何台ものコンピュータが相互に繋がっている環境において、 ある大規模な処理を1つのコンピュータ上で行うのは非効率であるといえます。 できることなら、全てのコンピュータに処理を分散させ、 各コンピュータのパフォーマンスを活かせるような実装にするべきといえるでしょう。 このようにすれば、1つのコンピュータに大きな負荷が掛かることもなく、 処理が完了するまでの時間も短くなることが期待できます。 このように処理を分散して実行することは、 DCE(Distributed Computing Environment)や分散コンピューティングと呼ばれ、 RPC(Remote Procedure Call)というネットワークAPIを呼び出すことで実現できます。 RPCには、OSF/DCEやSun RPCといういくつかの標準が存在していますが、 WindowsにおけるRPCの実装はOSF/DCEをベースにしています。

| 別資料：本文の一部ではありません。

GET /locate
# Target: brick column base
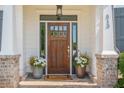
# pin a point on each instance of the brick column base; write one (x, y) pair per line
(106, 70)
(9, 71)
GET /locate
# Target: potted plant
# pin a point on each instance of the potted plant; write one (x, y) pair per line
(80, 63)
(38, 64)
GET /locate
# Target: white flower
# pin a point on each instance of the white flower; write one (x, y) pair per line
(76, 58)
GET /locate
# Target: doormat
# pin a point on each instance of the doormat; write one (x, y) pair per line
(58, 77)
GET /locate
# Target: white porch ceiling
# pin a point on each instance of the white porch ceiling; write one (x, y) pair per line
(53, 7)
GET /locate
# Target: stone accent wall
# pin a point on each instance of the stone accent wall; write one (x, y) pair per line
(106, 70)
(9, 71)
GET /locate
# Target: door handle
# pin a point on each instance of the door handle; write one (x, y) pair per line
(68, 50)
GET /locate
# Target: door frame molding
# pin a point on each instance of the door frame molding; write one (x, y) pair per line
(50, 12)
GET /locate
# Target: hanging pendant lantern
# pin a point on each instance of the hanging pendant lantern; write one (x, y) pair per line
(59, 11)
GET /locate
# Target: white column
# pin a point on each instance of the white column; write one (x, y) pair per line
(106, 57)
(105, 34)
(19, 37)
(7, 47)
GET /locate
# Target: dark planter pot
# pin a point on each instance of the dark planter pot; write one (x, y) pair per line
(80, 72)
(37, 72)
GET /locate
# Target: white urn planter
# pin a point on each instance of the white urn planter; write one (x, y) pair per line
(37, 72)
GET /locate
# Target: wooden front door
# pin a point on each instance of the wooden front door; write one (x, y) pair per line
(58, 48)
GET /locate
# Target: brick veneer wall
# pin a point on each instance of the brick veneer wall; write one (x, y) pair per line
(106, 70)
(9, 71)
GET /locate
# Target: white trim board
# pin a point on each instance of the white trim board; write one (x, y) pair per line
(66, 12)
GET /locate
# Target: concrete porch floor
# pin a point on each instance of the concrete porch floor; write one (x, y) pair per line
(85, 82)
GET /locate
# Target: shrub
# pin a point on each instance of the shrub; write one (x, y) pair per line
(121, 64)
(120, 83)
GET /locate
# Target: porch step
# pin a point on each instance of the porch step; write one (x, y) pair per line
(57, 77)
(56, 84)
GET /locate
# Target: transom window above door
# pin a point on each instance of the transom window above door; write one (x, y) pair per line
(58, 30)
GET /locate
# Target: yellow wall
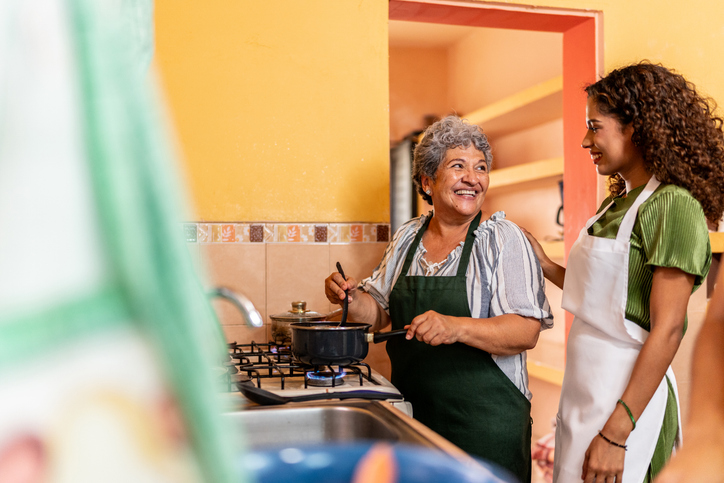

RPCはDCEを実現するための手段であると同時に、 ネットワーク通信を透過的に行うという側面も持っています。 たとえば、クライアントがサーバーにある処理を依頼するような場合、 本来ならばWinsockのようなネットワークAPIを呼び出して 処理内容を示すデータをサーバーに送信することになりますが、 RPCを使用すればこのような作業は完全に隠蔽されます。 クライアントは、目的の処理を実装したサーバーの関数を呼び出すだけで、 サーバーに処理を実行させることができるのです。

int nValue;

nValue = ServerFunction();

サーバーがServerFunctionという関数を実装し、これをクライアントに公開している場合、 クライアントはServerFunctionという関数を呼び出すことができます。 これにより、関数の処理はサーバー上で実行し、 クライアントは戻り値だけ受け取ることができるので、 クライアントのコンピュータに負荷が掛かることはなくなります。 RPCを利用することで、クライアントは直感的にサーバーの機能を利用することができるようになります。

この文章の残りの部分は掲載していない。